L’Empire des géographes n’est pas un ouvrage de géographie mais un ouvrage à propos de la géographie, plus précisément du moment où la géographie des grands voyages, selon la belle expression de Joseph Conrad (1), laisse place à la géographie coloniale. Des relations encore empreintes de honte (ou de fierté ! c’est selon) mais que les dix-huit contributeurs, majoritairement historiens et géographes, abordent ici avec recul et nuance. Des relations qui sont aujourd’hui libérées des ambiguïtés coupables d’une géographie au service de l’Empire, et qui n’ont, pour cette raison, longtemps pu être observées qu’au regard critique des lectures postcoloniales. Une géographie, en somme, comme le dit Daniel Nordman à propos de la thèse d’Augustin Bernard, qui doit souvent «être relu(e) dans ce qu’il a voulu dire et non dans ce qu’il a dit».

Une préface dense de Paul Claval nous permet de saisir le passage d’une géographie de l’exploration à une géographie coloniale, puis tropicale après les indépendances. Cette géographie se scientifise progressivement et devient plurielle. Elle a ses institutions, les sociétés de géographie, éminents lieux de production d’un savoir colonial qui, dès les années 1890, entament la «progressive décolonisation» de leurs publications, comme à Lyon (Jean-François Klein) et dont on ne peut en oublier qu’ils furent parfois des productions scientifiques de qualité (Emmanuelle Sibeud).
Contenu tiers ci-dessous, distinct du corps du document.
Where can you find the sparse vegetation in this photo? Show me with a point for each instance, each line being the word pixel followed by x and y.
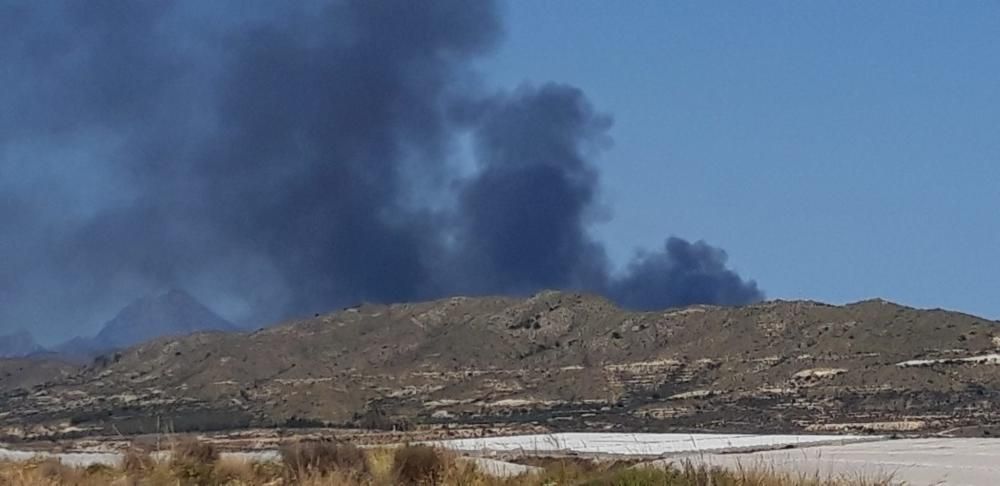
pixel 327 463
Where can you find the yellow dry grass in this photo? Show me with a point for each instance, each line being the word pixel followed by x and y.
pixel 410 465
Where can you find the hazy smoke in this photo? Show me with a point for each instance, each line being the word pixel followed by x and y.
pixel 280 158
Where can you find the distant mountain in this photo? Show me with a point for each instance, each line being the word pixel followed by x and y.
pixel 559 360
pixel 18 344
pixel 174 313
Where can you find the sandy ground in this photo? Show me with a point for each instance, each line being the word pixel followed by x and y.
pixel 607 444
pixel 918 462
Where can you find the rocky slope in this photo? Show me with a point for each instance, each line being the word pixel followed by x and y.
pixel 173 313
pixel 18 344
pixel 566 361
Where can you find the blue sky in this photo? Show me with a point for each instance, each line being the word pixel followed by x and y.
pixel 837 150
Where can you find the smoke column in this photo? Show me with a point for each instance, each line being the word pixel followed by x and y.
pixel 281 158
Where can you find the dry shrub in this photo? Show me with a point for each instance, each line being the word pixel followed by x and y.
pixel 419 465
pixel 57 472
pixel 323 457
pixel 235 471
pixel 193 462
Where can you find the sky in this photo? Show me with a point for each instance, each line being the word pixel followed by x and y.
pixel 279 159
pixel 838 151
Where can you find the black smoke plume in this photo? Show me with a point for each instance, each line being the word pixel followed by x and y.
pixel 280 158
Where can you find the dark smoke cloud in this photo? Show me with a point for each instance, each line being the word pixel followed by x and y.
pixel 284 158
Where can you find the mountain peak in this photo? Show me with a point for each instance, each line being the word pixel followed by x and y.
pixel 18 344
pixel 172 313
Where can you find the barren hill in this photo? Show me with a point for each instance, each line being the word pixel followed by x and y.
pixel 562 360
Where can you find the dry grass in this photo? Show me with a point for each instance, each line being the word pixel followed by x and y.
pixel 332 464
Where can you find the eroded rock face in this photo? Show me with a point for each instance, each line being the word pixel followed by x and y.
pixel 562 360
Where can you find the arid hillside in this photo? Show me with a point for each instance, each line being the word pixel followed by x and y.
pixel 559 360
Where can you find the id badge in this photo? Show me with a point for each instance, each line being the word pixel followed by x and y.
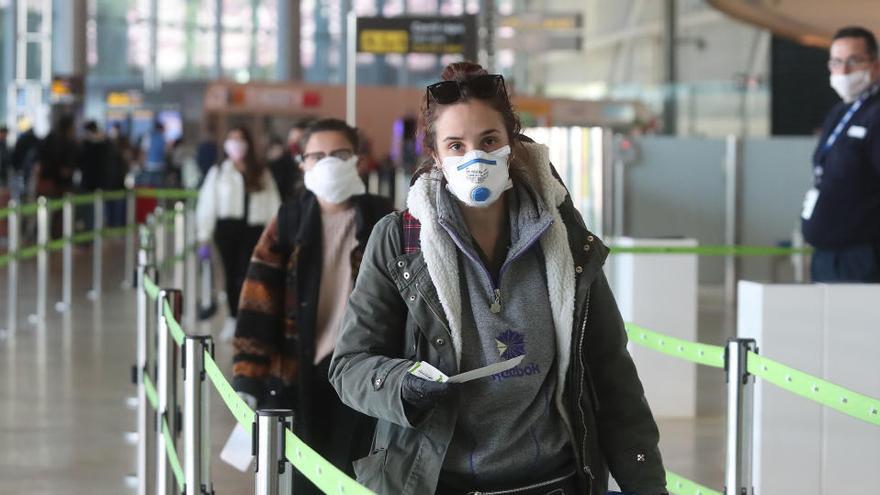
pixel 810 200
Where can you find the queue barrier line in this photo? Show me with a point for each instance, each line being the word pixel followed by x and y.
pixel 704 354
pixel 712 250
pixel 150 390
pixel 841 399
pixel 173 326
pixel 55 204
pixel 151 288
pixel 682 486
pixel 238 407
pixel 167 193
pixel 27 209
pixel 173 459
pixel 327 477
pixel 58 244
pixel 115 195
pixel 82 199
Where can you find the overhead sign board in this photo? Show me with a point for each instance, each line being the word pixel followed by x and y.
pixel 436 35
pixel 536 21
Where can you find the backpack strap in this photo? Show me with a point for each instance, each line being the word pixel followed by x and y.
pixel 412 229
pixel 288 225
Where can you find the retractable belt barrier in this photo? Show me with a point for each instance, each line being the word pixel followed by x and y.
pixel 318 470
pixel 712 250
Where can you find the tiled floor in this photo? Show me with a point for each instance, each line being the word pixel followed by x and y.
pixel 65 387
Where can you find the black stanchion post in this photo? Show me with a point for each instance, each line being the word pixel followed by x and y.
pixel 12 222
pixel 130 237
pixel 274 475
pixel 97 246
pixel 179 245
pixel 42 258
pixel 67 267
pixel 194 378
pixel 166 388
pixel 146 435
pixel 740 417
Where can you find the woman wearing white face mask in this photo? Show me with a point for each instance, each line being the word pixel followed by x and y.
pixel 236 201
pixel 301 274
pixel 491 265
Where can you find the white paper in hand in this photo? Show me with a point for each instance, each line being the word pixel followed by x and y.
pixel 426 371
pixel 237 451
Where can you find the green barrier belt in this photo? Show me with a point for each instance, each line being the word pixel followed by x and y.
pixel 56 245
pixel 712 250
pixel 173 460
pixel 826 393
pixel 83 199
pixel 83 237
pixel 239 408
pixel 117 231
pixel 28 252
pixel 173 327
pixel 114 195
pixel 55 204
pixel 150 389
pixel 28 209
pixel 682 486
pixel 324 475
pixel 151 288
pixel 167 193
pixel 707 355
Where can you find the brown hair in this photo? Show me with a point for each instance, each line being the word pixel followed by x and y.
pixel 253 167
pixel 429 111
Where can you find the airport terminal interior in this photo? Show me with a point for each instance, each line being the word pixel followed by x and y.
pixel 194 299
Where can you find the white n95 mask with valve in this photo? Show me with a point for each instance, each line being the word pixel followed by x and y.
pixel 478 178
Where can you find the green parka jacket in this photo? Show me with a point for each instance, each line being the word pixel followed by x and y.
pixel 405 307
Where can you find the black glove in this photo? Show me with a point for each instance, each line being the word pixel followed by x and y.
pixel 423 394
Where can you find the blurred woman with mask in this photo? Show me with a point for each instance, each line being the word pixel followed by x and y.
pixel 236 201
pixel 301 274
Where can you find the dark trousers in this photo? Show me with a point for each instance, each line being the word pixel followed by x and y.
pixel 236 241
pixel 853 264
pixel 338 433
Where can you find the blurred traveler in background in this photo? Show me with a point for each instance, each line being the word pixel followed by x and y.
pixel 207 152
pixel 5 156
pixel 24 155
pixel 491 264
pixel 284 164
pixel 841 212
pixel 154 148
pixel 113 178
pixel 236 201
pixel 56 159
pixel 93 164
pixel 292 302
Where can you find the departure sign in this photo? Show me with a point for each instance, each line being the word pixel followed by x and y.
pixel 437 35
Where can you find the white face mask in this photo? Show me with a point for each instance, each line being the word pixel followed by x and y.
pixel 478 178
pixel 235 149
pixel 334 180
pixel 850 86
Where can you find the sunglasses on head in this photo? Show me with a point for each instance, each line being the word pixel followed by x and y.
pixel 482 87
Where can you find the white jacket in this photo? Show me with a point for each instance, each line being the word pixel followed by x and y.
pixel 222 198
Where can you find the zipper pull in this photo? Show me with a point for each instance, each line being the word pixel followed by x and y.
pixel 496 305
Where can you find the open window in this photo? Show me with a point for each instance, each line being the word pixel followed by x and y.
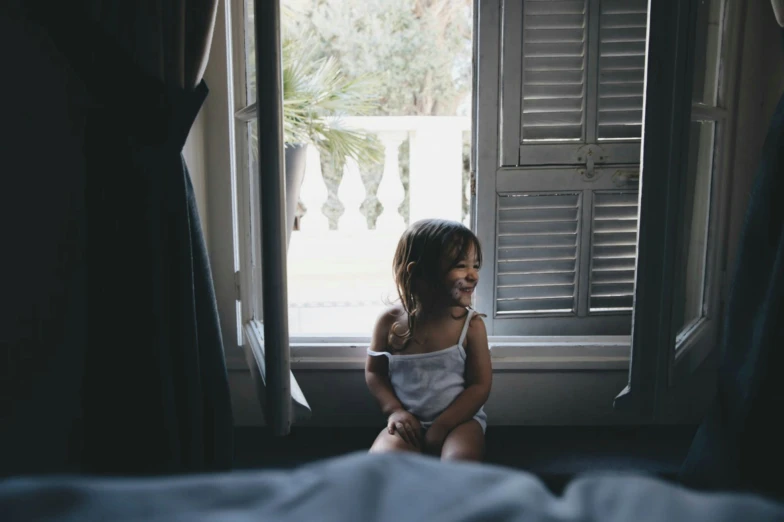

De plus, l’institution sait «s’accommoder de l’émergence d’individualités qui se sont plus ou moins démarquées de la cause coloniale», comme Jean Dresch (Mustapha Chouiki). La géographie coloniale est aussi une nécessaire propagande rappelle Paul Claval, en direction «de l’écrasante majorité des Français qui n’avaient jamais mis les pieds dans les colonies et ne participaient pas aux débats des sociétés savantes» (Jean-François Stazak). Car l’adhésion au projet colonial est une nécessité pour les défenseurs de la cause impériale. La défaite de la France face à la Prusse en 1870 et la naissance de la IIIe République donnent au même moment la priorité à la défense et à la connaissance du territoire métropolitain; c’est non seulement le cas de la géographie militaire (Philippe Boulanger), mais aussi de la géographie coloniale qui est marginalisée dans les Annales de géographie, revue phare de la discipline, dès 1895, quatre ans seulement après sa création (Colette Zytnicki).

Faut-il «décoloniser» la géographie française ? demande Pierre Singaravélou. Yves Lacoste répond en avançant qu’elle demeure l’«un des investissements intellectuels de la colonisation les plus utiles pour l’avenir des peuples du Tiers Monde».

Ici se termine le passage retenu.